第五話 涙の向こう
「先輩は、野々村さんと恋仲ですよね?」
ひなちゃんの声には、重みがあった。彼女の目は遠くを見つめ、私との視線を避けている。言葉を選ぶように、ためらいながら話し始めた。
「それが、何か問題でもあるの?」
私は平静を装いつつ、静かに問いかけた。
「先輩は私にとって大切な恩人です。芸能界から追放され、生きる希望を失いかけた時、あなたが助けてくれたんです。だから、今夜は恩返しをさせてください」
「急にどうしたの? 何でも話してよ」
「先輩を裏切って、別の女性を妊娠させたんです!」
ひなちゃんの言葉は私の心を凍らせ、涙が溢れ出た。
「えっ、野々村さんがそんなことを……」
私の声は震え、信じられないという感情がこみ上げてきた。涙の向こうには、暗闇が顔を覗かせていた。
「本当です。昨日、編集長と彼の密談を耳にしました」
亮太の浮気相手は、会社で評判の美人で、経理部にいるという。彼は子供まで作ってしまった。彼らの会話からは、「野々村君、どうするんだ。このままではダメだろう」という言葉が何度も聞こえてきたという。
彼の裏切りの話を聞くたびに、私の心は怒りと悲しみで溢れ、止めどなく涙が流れた。彼が私に見せてくれた優しさは一体何だったのだろう。信じていた全てが、まるで砂上の楼閣のように崩れ去ってしまった。
「ひなちゃん、お酒を頼んで。今夜は徹底的に飲むわ。一緒にいてね」
アルコール度数の高いドライマティーニを手に取り、現実から逃れたい一心で飲み干した。目を閉じて飲むたびに、喉が焼けるように熱くなった。
愛という名の知的な遊戯は、かつての楽しい記憶と共に、泡のようにはかなく消え去った。透明なグラスに映る私の顔は、虚無を映し出し、テーブルに並ぶ空のグラスが、私の静かな涙の音を響かせた。
「ひなちゃん、本当にありがとう」
心に空いた穴を感じながらも、私は彼女に感謝の言葉を伝えることができた。まだ亮太に対する問い詰めが残っていた。電話をかけると、彼はいつものように、「あやこ、何かあったの?」と尋ねてきた。
私はもう彼の言葉を信じることができなかった。「子供まで作った浮気」という事実を彼に突きつけた。
「おいおい、それは間違いだよ」
亮太はすぐに否定した。
「浮気なんかしていない。どこでも駆けつけるよ。信じてほしい」
亮太はそう言葉を続けたが、私は彼の弁解を聞きたくなかった。
「もう十分だよ。これ以上会いたくない。さよなら」
私の声は冷たく、毅然としていた。その言葉がふたりの間に沈黙をもたらし、彼との愛が幕を閉じたように感じた。
*
深夜、私はひとりしたたかに酔ったままでマンションに戻った。床についても、悲しみの連鎖が私の凍りついた心に、纏わりついて離れなかった。

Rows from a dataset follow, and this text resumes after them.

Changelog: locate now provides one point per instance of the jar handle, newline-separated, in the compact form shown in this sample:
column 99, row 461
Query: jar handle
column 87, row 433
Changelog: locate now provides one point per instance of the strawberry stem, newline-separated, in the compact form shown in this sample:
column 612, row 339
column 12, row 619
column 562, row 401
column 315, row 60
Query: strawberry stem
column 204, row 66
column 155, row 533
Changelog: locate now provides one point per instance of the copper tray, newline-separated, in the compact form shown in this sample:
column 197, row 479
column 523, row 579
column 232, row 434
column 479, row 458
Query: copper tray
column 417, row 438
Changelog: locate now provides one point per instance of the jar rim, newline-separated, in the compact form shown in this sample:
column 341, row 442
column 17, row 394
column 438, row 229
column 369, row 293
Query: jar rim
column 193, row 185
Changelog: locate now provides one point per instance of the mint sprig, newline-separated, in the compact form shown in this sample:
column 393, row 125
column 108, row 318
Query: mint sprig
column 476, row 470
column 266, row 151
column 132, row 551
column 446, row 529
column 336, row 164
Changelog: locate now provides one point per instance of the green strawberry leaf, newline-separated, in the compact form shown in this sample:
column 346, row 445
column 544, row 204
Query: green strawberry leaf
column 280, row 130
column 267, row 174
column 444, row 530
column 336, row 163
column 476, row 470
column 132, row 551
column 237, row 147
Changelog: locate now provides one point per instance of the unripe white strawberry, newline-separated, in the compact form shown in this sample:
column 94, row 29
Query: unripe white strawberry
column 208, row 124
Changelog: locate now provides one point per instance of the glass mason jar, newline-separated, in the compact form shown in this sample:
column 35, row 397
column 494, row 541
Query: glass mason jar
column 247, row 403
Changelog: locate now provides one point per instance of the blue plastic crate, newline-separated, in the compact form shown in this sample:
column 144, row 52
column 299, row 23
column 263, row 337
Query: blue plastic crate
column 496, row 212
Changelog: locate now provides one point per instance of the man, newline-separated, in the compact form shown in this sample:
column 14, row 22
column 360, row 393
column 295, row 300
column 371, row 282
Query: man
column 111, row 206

そのまま夜明けになったが、目が冴えるばかりで、失恋の傷は癒せなかった。
朝になると、定刻より早く仕事場へと向かった。オフィスに顔を覗かせると、亮太以外の姿はなかった。彼と目が合った途端に、私の怒りはこみ上げてきた。
「取材旅行に行かせてください。有休でも構いません。ダメなら退職します」
亮太が何かを言おうとしたのはわかった。だが、私の心はもう閉ざされていた。ただ彼の目は赤く染まっており、きっと私と同じく一晩中眠れなかったのだろう。
彼と顔を合わせるだけで、心に深い痛みがさらに広がっていくのが辛かった。会社をすぐに辞めることも考えた。しかし、手がけていた編集や校正の仕事は、どうしても最後までやり遂げたかった。